Honorary Degree Recipients 2014
Anne-Marie Slaughter
Anne-Marie Slaughter delivered Tufts University’s commencement address Sunday, May 18, 2014, at 9 a.m. on The Green on Tufts’ Medford/Somerville campus. She also received an honorary doctorate of laws.
Slaughter is the president and CEO of the New America Foundation, a public policy institute and idea incubator based in Washington and New York. She is also the Bert G. Kerstetter ’66 University Professor Emerita of Politics and International Affairs at Princeton University. From 2009–2011 she served as director of policy planning for the United States Department of State, the first woman to hold that position. Prior to her government service, Slaughter was the dean of Princeton’s Woodrow Wilson School of Public and International Affairs and the J. Sinclair Armstrong Professor of International, Foreign, and Comparative Law at Harvard Law School.
In 2012, following her decision the previous year to leave the Department of State, Slaughter published “Why Women Still Can’t Have It All,” in The Atlantic; it quickly became the most-read article in the history of the magazine and helped spawn a renewed national debate on the continued obstacles to genuine full male-female equality.
“As a distinguished scholar, academic leader and advocate for innovation in public policy and national affairs, Anne-Marie Slaughter represents the multi-faceted excellence and civic engagement to which Tufts is committed.

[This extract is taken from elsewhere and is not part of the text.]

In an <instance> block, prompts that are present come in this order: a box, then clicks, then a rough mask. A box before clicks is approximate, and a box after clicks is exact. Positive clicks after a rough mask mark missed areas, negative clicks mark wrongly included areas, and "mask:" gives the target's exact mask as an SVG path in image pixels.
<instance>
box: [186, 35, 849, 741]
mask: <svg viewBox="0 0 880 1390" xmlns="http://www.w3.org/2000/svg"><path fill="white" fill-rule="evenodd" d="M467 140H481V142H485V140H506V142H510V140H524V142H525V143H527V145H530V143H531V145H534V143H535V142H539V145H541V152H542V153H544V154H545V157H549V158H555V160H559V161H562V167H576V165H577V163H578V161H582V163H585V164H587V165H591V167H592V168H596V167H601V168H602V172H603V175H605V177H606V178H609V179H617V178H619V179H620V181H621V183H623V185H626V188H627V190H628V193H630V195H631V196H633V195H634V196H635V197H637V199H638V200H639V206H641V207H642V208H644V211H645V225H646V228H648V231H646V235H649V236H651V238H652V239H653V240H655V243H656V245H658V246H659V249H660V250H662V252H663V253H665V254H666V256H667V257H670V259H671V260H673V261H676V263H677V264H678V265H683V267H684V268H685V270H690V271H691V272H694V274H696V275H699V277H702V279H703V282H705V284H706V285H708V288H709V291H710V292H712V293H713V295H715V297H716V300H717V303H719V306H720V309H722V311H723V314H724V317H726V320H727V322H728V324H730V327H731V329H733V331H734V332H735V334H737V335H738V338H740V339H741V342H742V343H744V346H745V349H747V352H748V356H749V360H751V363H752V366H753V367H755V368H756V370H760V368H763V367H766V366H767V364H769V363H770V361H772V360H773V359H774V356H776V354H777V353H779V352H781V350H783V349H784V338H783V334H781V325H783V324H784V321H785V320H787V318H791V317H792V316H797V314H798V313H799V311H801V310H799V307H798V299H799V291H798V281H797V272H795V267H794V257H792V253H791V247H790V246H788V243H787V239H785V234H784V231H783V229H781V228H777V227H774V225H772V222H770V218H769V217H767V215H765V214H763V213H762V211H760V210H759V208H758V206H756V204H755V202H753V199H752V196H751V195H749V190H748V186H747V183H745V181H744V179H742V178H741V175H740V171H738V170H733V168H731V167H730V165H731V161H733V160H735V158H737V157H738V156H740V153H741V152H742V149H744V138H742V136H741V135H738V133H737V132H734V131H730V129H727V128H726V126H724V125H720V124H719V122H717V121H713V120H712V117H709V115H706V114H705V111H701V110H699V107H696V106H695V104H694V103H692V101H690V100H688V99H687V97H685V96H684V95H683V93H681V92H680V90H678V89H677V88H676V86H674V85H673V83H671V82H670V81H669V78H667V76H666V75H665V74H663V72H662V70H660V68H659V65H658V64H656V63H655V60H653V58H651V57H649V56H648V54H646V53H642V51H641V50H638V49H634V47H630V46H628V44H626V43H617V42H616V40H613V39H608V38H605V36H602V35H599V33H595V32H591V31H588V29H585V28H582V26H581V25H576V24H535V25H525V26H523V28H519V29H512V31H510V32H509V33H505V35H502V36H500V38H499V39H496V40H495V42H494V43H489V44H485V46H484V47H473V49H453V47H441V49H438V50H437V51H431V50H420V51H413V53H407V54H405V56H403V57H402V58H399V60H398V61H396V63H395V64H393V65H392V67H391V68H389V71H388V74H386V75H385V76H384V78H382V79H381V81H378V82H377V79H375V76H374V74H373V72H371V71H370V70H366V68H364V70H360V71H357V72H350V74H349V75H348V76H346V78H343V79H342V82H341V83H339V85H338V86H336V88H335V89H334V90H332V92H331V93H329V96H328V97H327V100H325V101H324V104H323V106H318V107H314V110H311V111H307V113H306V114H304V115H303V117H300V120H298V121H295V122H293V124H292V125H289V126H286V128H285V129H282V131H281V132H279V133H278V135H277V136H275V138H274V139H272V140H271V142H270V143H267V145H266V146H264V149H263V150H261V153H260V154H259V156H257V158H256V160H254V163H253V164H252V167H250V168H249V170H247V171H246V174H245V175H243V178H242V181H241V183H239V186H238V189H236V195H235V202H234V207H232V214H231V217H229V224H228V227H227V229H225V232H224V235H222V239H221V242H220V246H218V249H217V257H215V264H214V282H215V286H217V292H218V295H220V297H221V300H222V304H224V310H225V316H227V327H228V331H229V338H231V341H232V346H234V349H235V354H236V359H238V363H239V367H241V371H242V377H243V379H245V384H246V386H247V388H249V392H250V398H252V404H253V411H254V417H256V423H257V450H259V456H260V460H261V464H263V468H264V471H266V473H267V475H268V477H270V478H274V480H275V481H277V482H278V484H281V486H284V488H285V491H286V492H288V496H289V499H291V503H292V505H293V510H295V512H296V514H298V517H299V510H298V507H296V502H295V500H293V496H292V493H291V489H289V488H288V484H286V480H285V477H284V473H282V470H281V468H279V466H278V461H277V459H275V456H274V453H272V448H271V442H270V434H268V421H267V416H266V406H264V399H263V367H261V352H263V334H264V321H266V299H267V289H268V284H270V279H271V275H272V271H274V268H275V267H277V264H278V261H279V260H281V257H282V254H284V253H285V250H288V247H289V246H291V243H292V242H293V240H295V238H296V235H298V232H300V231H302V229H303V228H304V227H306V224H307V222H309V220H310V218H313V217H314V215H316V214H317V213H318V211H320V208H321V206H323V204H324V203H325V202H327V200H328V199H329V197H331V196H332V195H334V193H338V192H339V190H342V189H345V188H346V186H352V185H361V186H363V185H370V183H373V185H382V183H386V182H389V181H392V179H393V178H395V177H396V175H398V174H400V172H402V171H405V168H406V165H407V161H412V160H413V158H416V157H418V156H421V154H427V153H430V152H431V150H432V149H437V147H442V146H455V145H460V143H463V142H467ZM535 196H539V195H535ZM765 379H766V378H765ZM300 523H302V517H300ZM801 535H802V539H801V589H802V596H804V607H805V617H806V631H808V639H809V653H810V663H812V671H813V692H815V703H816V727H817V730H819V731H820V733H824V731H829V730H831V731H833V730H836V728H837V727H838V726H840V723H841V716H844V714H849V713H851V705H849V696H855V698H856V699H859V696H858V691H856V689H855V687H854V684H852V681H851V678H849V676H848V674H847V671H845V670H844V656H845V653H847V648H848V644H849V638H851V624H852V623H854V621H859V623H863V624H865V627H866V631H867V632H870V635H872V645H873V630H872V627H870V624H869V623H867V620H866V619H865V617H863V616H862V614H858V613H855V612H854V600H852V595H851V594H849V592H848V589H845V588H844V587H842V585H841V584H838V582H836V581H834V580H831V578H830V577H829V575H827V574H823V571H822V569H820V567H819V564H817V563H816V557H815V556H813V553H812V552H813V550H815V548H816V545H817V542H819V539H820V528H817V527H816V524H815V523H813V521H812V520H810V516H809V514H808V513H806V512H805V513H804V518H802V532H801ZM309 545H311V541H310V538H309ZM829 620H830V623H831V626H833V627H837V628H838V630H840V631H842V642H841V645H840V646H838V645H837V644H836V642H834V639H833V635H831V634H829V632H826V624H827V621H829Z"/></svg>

She is also one of the most thoughtful and widely quoted commentators on the issues of personal and professional equality for women in contemporary America. We are anticipating her commencement address with great interest,” said Tufts President Anthony P. Monaco.
Slaughter has written or edited six books and more than 100 scholarly articles. She was the convener and academic co-chair of the Princeton Project on National Security, a multi-year research project aimed at developing a new, bipartisan national security strategy for the United States.
Upon leaving the state department in 2011, she received the Secretary’s Distinguished Service Award for her work leading the Quadrennial Diplomacy and Development Review, as well as meritorious service awards from the U.S. Agency for International Development (USAID) and the Supreme Allied Commander for Europe.
Slaughter writes a monthly column for the online commentary site Project Syndicate. She provides frequent commentary for mainstream and new media outlets and curates foreign policy news for more than 90,000 followers on Twitter (@SlaughterAM). Foreign Policy magazine has named her to its annual list of the Top 100 Global Thinkers multiple times. She received a B.A. from Princeton, an M.Phil. and D.Phil. in international relations from Oxford, and a J.D. from Harvard. She is married to Andrew Moravcsik; they live in Princeton, N.J., with their two sons.
Other distinguished men and women also receiving honorary degrees at Tufts’ commencement were:
James Lawson, social activist, architect of the non-violence movement in pursuit of Civil Rights, educator and religious leader. Described by Martin Luther King Jr. as one of the “noble men” who had deeply influenced the struggle for equal rights, the Reverend Lawson has showed over five decades how the power of non-violence can effect profound social change. Lawson received an honorary doctorate of public service.
Jill Lepore, historian, writer and Tufts alumna. Lepore is the David Woods Kemper ’41 Professor of American History, Harvard College Professor, chair of Harvard’s History and Literature Program, a staff writer at The New Yorker and an award-winning author. Her books and essays focus on the histories of war and violence and of language and literacy. Lepore received an honorary doctorate of humane letters.
Haruki Murakami, novelist. Acclaimed not only in his native Japan but also internationally for fiction that is humorous and surreal, Murakami has earned numerous literary prizes and been praised as being “among the world’s greatest living novelists” by The Guardian. Murakami received an honorary doctorate of letters.
James Stern, financier, philanthropist, Tufts alumnus and chairman emeritus of the Tufts board of trustees. Chair of the Cypress Group LLC, Stern is the youngest person ever elected to the Tufts board of trustees, at age 32. He served 31 years on the board, including a decade as chairman, endowing multiple professorships and student scholarships and spearheading two successful capital fundraising campaigns. Stern received an honorary doctorate of business administration.
In addition, on Saturday, May 17, Dr. Rajiv Shah, administrator of USAID, addressed Fletcher graduates during their Class Day ceremonies.